Despite taking on the new role with Cetera, Antoniades said he is still engaged with First Allied on a strategic basis, and the b/d continues to be managed independently of RCAP. First Allied has about $27 billion and 795 advisors.
“As we look forward—and specifically at the opportunities for advice in the future, and some of the challenges and opportunities that are offered to us in our specific circumstances now as part of a much greater network—we feel as though it’s a time for us to put our foot on the gas.”
Under the new succession planning program, the firm will measure advisors’ progress and finance a lot of the transactions that are a byproduct of these succession deals.
“I think there are something like 162 steps that an advisor must go through to effectively ensure that they’re going to have success in the implementation of that succession plan,” Antoniades said. “Ultimately, being able to support them in each of those steps is really what that platform’s all about.”

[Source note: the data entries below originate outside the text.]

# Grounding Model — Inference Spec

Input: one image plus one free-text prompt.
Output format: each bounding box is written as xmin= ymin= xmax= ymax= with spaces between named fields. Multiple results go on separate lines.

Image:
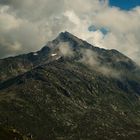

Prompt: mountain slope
xmin=0 ymin=126 xmax=32 ymax=140
xmin=0 ymin=32 xmax=140 ymax=140
xmin=0 ymin=44 xmax=51 ymax=83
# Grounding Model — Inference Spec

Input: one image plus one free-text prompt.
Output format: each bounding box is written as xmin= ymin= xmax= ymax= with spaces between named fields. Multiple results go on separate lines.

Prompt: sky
xmin=0 ymin=0 xmax=140 ymax=64
xmin=109 ymin=0 xmax=140 ymax=10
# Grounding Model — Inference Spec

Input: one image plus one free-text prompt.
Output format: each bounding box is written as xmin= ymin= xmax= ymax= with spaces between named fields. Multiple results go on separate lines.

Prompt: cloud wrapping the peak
xmin=58 ymin=42 xmax=74 ymax=57
xmin=0 ymin=0 xmax=140 ymax=64
xmin=80 ymin=49 xmax=120 ymax=78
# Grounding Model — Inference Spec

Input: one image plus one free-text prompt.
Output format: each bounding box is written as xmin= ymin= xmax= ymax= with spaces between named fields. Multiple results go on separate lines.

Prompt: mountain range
xmin=0 ymin=31 xmax=140 ymax=140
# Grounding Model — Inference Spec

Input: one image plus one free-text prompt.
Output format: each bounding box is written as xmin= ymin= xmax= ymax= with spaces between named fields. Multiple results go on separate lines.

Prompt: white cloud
xmin=80 ymin=49 xmax=120 ymax=77
xmin=58 ymin=42 xmax=74 ymax=57
xmin=0 ymin=6 xmax=20 ymax=31
xmin=0 ymin=0 xmax=140 ymax=65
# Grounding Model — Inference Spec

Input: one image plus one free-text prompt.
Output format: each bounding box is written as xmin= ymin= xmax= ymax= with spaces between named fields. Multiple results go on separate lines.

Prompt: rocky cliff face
xmin=0 ymin=32 xmax=140 ymax=140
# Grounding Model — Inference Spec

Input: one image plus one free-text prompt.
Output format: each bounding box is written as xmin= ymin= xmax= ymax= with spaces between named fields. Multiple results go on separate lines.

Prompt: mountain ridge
xmin=0 ymin=31 xmax=138 ymax=83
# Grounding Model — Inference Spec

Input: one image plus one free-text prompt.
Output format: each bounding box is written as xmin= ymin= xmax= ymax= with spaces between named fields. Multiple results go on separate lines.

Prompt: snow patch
xmin=51 ymin=53 xmax=57 ymax=56
xmin=33 ymin=52 xmax=38 ymax=56
xmin=56 ymin=56 xmax=61 ymax=60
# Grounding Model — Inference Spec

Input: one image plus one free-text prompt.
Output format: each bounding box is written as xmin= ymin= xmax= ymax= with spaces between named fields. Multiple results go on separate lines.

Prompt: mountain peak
xmin=58 ymin=31 xmax=74 ymax=37
xmin=45 ymin=31 xmax=84 ymax=49
xmin=56 ymin=31 xmax=77 ymax=41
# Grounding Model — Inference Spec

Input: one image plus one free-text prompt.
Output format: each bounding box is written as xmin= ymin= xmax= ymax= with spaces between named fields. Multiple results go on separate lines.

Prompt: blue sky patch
xmin=109 ymin=0 xmax=140 ymax=10
xmin=88 ymin=25 xmax=98 ymax=32
xmin=100 ymin=27 xmax=109 ymax=35
xmin=88 ymin=25 xmax=109 ymax=35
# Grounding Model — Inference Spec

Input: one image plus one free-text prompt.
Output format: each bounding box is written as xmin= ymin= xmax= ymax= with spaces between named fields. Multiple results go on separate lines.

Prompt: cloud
xmin=80 ymin=49 xmax=120 ymax=77
xmin=58 ymin=42 xmax=74 ymax=57
xmin=80 ymin=49 xmax=99 ymax=66
xmin=0 ymin=0 xmax=140 ymax=65
xmin=87 ymin=6 xmax=140 ymax=64
xmin=0 ymin=7 xmax=20 ymax=31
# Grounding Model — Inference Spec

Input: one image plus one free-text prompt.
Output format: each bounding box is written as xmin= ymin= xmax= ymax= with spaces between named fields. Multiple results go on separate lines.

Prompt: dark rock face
xmin=0 ymin=126 xmax=31 ymax=140
xmin=0 ymin=32 xmax=140 ymax=140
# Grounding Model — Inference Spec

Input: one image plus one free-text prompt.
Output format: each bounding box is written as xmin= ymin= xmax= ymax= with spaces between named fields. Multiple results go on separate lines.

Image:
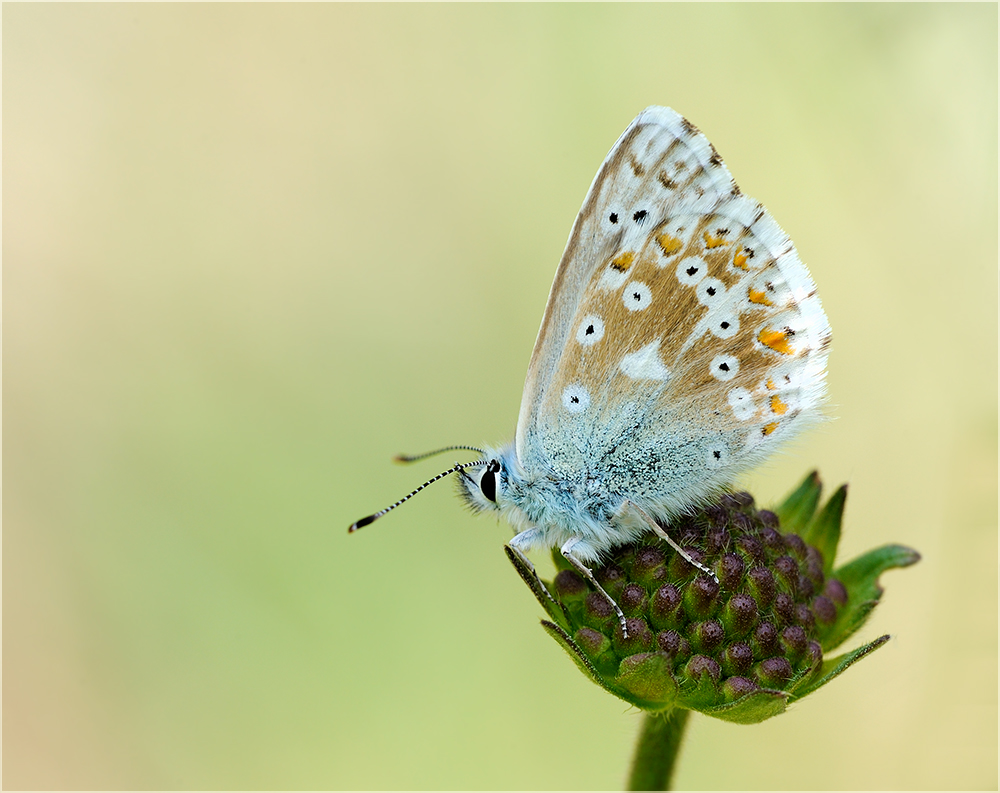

The firm’s new business consulting and practice management portal, called Pentameter, will help advisors assess the development of their business and identify gaps with the goal of improving their business along those lines. The assessment will be based on business development, operational efficiency, human capital, business management and succession planning. The tool then directs advisors to the department within First Allied that can help them address any issues, such as the advisor marketing system or the succession planning and business acquisition center.
“Historically, broker/dealers addressed practice management by putting several tools and capabilities out there for advisors to leverage,” Antoniades said. “But that left it very difficult for advisors to understand how each of these tools may be used inside of their practice. And you end up essentially delivering a one-size-fits-all type tool or capability. And all too often that’s the challenge that advisors have—there’s no two practices that are the same.”
The firm is also rolling out Guided Retirement Solutions, a retirement services platform aimed at helping advisors serve 401(k) clients. The space has become highly specialized and increasingly challenged by regulation, Antoniades said. The new offering will help with those, and also focus on making sure fiduciary engagement is properly administered and controlled.
RCAP's investment has also gone toward an upgrade of the firm’s fee-based platform, Portfolio Solutions. The upgrade will include a portfolio construction tool that allows advisors to look not only at the firm’s fee-based products on the platform, but also at variable products, alternative investments and products registered under the Securities Act of 1933.
“Alternative investments are beginning to play an increasingly larger part in the construction of a portfolio, especially in the retirement planning world.”